Barracas: Ainda me lembro de chegar a Lisboa de carro no início da década de noventa e ver centenas de barracas à entrada da capital. Lembro-me de achar curioso ver estacionados alguns Mercedes e Volvos à porta e de ver muitas antenas parabólicas, como era uma criança ficava na inocência não fazendo naturalmente segundas leituras. No final dessa década, João Soares prometeu acabar com as barracas e, mal ou bem, foram demolidos os principais bairros de barracas da cidade. Desde essa altura, não me lembro da televisão portuguesa se ter dedicado ao tema como o fez nos últimos dias a propósito da demolição de barracas em Loures. Quando vi as primeiras notícias fiquei triste, não se devia demolir aquelas barracas, que para muitas daquelas pessoas eram o seu único lar, o único teto para se abrigarem, o único espaço para guardarem os seus poucos pertences. Mas é importante ouvir todas as partes, pelos vistos, a muitas daquelas pessoas foram oferecidas alternativas que não foram aceites, algumas das pessoas indignadas são os artistas que comercializam as barracas a dois ou três mil euros, e é preciso também ter respeito pelos vizinhos que têm lá perto casas devidamente legalizadas, e a quem a luz é desviada, ficando sem um serviço pelo qual pagam. Como disse um dia Jaime Pacheco, um dos mais divertidos treinadores de futebol portugueses, “Isto é uma faca de dois legumes!” O que não faz sentido, é em 2025 existirem barracas, num país onde poderiam estar a entrar quarenta milhões de euros por dia provenientes do PRR (Plano de Recuperação e Resiliência). Com o dinheiro de uma semana, faziam-se casas para 3000 famílias, (como disse um dia António Guterres: “É fazer as contas.”)
Cidadania: De um dia para o outro, anda meio país indignado com a alteração de algumas aprendizagens da disciplina de Cidadania. Como se a mesma representasse um perigo para a formação das crianças, ou como se de repente, como já ouvi um “pateta” de um comentador dizer, “a gravidez na adolescência vai voltar a números preocupantes!” Haja paciência! Obviamente que se trata de uma questão ideológica, o governo teve de ceder a uma certa direita conservadora e puritana e fez uma limpeza a algumas das palavras, quais pecados perversos e perigosos! Abordar com as crianças o respeito nas relações interpessoais, no namoro, na não discriminação sexual, religiosa ou racial, o problema da violência doméstica, são tudo temas que os professores sempre souberam abordar, independentemente daquilo que está escrito nos papéis e nas orientações. E vão continuar a fazê-lo, bem.

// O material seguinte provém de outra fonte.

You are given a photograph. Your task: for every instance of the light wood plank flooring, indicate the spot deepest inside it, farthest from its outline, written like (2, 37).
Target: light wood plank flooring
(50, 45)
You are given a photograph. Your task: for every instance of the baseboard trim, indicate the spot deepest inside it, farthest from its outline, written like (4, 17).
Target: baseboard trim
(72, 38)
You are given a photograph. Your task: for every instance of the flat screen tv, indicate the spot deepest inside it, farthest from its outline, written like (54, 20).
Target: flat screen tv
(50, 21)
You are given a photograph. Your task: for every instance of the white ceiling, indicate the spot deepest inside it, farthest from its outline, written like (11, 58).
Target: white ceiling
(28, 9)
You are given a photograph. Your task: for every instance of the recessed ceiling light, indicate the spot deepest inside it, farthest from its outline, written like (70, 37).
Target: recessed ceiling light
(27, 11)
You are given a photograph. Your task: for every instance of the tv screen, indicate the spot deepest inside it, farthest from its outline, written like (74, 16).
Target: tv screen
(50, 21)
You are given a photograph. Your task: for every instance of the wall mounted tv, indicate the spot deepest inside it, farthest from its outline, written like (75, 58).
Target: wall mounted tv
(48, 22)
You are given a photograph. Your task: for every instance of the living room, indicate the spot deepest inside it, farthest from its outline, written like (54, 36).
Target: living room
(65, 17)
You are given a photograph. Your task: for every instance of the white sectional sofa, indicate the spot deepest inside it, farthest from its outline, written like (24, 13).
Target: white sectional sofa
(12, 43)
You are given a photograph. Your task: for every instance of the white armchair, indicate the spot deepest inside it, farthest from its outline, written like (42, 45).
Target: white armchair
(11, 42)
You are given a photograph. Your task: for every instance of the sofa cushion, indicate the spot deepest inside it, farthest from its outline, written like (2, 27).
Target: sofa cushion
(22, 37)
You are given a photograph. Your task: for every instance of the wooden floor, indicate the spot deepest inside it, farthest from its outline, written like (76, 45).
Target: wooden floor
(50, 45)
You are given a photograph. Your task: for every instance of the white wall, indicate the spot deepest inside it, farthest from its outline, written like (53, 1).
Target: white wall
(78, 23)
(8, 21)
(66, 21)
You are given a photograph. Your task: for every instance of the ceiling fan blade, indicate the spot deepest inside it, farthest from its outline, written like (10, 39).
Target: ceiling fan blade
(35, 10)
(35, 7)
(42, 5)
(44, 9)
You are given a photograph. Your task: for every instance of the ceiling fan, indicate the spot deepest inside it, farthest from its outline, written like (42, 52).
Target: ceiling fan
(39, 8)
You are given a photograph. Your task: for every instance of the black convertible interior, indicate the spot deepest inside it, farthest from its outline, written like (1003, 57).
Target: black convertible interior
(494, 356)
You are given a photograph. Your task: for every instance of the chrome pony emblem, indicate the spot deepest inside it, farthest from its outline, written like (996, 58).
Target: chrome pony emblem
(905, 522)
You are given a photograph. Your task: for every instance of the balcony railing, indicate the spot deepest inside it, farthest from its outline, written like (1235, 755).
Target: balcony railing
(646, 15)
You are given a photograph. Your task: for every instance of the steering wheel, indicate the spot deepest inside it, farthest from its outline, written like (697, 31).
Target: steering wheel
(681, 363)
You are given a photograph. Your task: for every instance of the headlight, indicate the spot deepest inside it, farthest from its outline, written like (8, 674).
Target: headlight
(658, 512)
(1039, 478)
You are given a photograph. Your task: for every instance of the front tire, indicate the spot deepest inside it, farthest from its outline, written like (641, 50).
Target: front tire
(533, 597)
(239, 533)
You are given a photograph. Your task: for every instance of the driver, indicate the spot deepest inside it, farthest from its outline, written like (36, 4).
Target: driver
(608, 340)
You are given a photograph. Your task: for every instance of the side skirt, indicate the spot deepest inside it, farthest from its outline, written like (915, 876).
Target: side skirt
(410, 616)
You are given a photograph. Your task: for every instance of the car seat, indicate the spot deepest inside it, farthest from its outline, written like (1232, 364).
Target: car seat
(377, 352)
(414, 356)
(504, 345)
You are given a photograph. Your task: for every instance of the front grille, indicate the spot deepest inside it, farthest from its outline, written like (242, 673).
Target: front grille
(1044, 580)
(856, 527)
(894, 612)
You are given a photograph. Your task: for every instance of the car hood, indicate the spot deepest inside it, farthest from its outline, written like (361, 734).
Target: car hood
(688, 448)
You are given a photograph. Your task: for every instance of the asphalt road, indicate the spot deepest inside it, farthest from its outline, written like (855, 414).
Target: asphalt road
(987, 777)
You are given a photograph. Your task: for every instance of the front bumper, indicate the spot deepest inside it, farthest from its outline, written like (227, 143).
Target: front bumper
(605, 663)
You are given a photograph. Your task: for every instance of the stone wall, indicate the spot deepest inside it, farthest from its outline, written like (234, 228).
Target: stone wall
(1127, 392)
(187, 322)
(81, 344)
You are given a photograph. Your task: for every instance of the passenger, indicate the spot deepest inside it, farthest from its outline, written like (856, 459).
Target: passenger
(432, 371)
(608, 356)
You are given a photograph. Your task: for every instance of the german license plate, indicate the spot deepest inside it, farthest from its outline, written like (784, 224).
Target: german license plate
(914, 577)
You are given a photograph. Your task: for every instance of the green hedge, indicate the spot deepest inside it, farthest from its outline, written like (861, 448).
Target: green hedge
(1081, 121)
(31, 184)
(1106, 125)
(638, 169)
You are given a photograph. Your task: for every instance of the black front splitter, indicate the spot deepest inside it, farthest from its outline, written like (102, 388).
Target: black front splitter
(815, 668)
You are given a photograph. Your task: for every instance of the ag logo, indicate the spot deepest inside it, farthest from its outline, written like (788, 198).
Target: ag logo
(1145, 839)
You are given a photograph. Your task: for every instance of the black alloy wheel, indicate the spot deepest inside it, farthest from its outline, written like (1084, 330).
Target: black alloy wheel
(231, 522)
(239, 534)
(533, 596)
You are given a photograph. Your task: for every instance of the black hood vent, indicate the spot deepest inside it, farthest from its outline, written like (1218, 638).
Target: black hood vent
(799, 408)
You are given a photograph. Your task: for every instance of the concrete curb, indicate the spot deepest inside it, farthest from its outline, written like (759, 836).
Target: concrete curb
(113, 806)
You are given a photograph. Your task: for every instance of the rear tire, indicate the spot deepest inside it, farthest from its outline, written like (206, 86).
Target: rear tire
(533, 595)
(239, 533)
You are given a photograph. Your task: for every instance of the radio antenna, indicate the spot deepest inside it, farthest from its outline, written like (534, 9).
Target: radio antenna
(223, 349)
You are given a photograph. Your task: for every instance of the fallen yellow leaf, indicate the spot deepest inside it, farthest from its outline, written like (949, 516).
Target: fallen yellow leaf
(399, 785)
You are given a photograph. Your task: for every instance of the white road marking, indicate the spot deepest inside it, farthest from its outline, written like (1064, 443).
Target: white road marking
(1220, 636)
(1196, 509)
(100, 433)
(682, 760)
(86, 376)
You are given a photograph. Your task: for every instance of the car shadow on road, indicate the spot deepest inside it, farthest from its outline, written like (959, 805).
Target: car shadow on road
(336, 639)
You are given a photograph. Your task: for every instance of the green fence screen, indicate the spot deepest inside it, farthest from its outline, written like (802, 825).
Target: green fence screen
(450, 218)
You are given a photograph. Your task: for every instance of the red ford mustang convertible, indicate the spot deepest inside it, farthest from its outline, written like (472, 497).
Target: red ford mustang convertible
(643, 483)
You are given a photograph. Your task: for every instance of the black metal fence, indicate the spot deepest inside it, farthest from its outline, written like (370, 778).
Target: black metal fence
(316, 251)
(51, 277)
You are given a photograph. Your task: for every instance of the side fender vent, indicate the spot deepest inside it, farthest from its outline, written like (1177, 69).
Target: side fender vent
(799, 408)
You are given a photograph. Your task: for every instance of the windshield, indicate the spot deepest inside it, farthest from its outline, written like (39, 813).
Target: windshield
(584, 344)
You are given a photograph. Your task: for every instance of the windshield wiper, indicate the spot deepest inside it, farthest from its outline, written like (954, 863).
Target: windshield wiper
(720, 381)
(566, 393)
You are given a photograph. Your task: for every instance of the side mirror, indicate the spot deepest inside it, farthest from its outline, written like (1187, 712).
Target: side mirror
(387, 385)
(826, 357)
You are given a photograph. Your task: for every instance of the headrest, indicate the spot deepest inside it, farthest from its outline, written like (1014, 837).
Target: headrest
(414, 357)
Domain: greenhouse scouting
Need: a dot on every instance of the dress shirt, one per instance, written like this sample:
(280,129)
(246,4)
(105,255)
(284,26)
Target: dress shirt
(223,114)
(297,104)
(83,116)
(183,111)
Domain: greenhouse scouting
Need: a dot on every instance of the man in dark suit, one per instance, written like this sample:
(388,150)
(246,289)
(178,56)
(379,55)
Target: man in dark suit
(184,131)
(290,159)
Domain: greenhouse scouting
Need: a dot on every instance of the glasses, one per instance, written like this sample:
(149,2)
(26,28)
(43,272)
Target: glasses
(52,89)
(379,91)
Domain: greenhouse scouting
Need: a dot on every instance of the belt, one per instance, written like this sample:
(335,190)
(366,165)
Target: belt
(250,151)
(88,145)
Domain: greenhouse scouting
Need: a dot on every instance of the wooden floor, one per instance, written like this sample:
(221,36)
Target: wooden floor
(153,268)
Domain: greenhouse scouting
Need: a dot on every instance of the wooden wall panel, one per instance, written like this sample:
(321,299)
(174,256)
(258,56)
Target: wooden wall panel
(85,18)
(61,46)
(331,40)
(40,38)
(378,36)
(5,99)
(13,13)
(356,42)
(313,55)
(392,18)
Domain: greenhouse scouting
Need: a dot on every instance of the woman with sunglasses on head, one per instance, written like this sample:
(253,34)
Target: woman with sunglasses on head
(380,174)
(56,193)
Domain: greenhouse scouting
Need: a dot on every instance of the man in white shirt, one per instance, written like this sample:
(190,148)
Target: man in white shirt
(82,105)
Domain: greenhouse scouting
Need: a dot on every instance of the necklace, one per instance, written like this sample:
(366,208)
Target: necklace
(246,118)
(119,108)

Centeno: Mário Centeno não foi reconduzido como Governador do Banco de Portugal. A meu ver, bem. Não está em causa a sua competência técnica, mas obviamente o seu perfil político. Mesmo sendo um cargo de nomeação política, é importante que o governador tenha a isenção suficiente para o desempenhar, coisa que manifestamente não tem. Saiu do Governo diretamente para o cargo, e já no cargo, ponderou ser candidato a Presidente da República e, pior, mostrou-se disponível para substituir António Costa quando este se demitiu do governo. Agora que está livre, espero que não pondere ser candidato à Presidência da República e venha a agradar à parte do Partido Socialista que não quer apoiar António José Seguro.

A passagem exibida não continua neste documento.